One of the treats of the month was turning a corner round the side of an old Nissen Hut to see a piece of ‘wood’ about the size of a thrush fly up and drop down to the bare earth in the field about six yards from me. Closer inspection revealed a pair of huge yellow eyes watching me from ground level. Then the shape gradually revealed itself as a little owl which flew round the Nissen Hut and back inside through the open door. Being of World War 2 vintage the hut is a double skinned structure and the owls have made the their nest in the roof space cavity. Had I looked harder I would have seen the pellets of fur and bone on the floor of the hut that would have given me a clue.
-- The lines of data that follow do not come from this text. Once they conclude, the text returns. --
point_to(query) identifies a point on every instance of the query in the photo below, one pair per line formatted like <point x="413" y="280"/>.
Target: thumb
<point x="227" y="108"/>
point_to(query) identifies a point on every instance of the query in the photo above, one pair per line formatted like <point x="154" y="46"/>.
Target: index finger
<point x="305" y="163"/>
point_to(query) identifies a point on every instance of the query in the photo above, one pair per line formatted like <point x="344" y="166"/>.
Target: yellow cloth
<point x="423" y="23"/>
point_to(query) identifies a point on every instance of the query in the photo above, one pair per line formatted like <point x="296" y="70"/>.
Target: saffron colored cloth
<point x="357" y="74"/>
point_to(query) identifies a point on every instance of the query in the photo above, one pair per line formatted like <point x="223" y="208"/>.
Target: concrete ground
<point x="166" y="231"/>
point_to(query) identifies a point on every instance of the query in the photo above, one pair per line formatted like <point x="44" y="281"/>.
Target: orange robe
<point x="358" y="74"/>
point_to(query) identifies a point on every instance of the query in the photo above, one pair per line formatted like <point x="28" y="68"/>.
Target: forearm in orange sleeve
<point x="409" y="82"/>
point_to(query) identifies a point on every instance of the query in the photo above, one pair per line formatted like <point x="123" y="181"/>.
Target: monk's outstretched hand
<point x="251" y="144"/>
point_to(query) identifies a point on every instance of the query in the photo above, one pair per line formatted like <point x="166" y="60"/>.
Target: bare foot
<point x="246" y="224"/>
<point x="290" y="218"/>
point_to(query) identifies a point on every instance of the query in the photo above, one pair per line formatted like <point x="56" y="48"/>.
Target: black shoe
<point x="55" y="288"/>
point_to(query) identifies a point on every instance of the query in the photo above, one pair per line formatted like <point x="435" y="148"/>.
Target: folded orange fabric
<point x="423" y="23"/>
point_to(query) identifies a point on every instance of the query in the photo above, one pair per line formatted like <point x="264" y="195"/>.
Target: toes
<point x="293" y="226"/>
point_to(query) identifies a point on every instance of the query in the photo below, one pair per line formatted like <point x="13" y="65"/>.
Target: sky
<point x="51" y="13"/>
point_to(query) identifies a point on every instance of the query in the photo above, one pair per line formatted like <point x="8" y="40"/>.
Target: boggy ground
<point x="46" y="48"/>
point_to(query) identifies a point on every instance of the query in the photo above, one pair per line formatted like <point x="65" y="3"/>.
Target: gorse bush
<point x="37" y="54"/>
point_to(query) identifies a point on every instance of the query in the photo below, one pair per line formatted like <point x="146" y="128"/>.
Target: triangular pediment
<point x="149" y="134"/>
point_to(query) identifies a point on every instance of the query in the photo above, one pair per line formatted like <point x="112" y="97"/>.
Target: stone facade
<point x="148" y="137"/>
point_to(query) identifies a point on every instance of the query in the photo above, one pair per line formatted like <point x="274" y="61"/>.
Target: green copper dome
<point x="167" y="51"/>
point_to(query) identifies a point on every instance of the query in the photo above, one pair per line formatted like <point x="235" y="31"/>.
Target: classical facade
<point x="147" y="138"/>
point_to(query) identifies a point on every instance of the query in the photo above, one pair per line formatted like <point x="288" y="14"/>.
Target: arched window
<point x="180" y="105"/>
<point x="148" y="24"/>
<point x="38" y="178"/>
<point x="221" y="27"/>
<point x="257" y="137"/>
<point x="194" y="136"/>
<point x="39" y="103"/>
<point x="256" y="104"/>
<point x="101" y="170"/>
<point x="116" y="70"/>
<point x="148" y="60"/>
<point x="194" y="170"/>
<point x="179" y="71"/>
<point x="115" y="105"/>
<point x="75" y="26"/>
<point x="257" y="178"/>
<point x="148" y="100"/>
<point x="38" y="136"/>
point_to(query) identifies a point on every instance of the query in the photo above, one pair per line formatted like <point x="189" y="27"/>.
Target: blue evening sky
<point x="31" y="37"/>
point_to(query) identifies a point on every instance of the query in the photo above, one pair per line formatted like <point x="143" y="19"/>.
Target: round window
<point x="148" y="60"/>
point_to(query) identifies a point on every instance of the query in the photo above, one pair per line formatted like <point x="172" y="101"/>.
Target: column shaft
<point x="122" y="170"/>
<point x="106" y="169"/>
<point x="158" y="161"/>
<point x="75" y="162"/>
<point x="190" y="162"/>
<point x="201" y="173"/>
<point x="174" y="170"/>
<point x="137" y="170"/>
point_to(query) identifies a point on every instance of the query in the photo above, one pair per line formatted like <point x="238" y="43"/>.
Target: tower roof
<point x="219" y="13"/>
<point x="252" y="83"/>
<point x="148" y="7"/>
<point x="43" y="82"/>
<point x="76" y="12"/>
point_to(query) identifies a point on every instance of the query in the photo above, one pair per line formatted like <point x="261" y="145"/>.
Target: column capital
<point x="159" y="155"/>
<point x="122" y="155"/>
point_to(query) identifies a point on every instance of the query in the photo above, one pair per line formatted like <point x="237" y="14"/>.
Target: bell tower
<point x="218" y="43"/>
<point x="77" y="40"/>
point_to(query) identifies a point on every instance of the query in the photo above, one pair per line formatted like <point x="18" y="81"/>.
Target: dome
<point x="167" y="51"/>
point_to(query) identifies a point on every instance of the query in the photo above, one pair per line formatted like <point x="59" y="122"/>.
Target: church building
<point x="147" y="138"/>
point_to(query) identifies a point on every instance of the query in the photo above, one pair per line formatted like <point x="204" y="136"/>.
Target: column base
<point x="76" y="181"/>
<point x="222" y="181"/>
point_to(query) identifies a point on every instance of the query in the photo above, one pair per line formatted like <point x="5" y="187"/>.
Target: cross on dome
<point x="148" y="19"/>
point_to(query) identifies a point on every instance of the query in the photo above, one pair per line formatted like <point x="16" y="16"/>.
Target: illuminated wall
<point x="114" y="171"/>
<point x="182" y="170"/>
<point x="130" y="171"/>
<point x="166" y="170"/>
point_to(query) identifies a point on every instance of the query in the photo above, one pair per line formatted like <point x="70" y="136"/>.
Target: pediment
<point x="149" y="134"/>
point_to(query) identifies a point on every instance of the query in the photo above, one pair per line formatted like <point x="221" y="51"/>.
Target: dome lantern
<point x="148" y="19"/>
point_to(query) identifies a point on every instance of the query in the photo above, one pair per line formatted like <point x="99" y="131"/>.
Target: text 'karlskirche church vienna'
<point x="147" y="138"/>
March had one dark day, Monday the 15th, the last day of the fishing season. The day was celebrated by a visit from ‘Andrews of Arcadia’ who joined me for the final pike fishing expedition of the season. A hearty ‘full English’ and cups of tea preceded the trip to the river bank where there was a lot of talk and the pike were conspicuous by their absence. How typical as a last day but at least the opening day of the season was meticulously planned. I will cut some new swims in the reeds, plumb the depth and pre-bait them for a week, then we will arrive before dawn for the magic first cast. Is this casting the runes if not a quill? On opening day we will definitely catch some tench, I have seen them there, big ones, but then I have seen pike there too.
I have heard that there are sea trout in the Great Ouse and throughout the Norfolk tidal rivers and a friend told me about one that he caught while it was stranded in a tidal drain near his home. He doesn’t fish but he lifted it out in a borrowed landing net and returned it in deeper water to send it on its way. The weight? Well it’s got to be at least 10lbs and what a tail.
Last Sunday Sue and I were going to build a hide and saw, in the dyke, a bizarre sight. Floating on the surface was a dead rat, fur bleached white, that had been in the bottom of the dyke since October. Around and on the corpse were seven toads having a ‘Barry White’ moment!
They were still at it two days later. Barry would have been proud and impressed!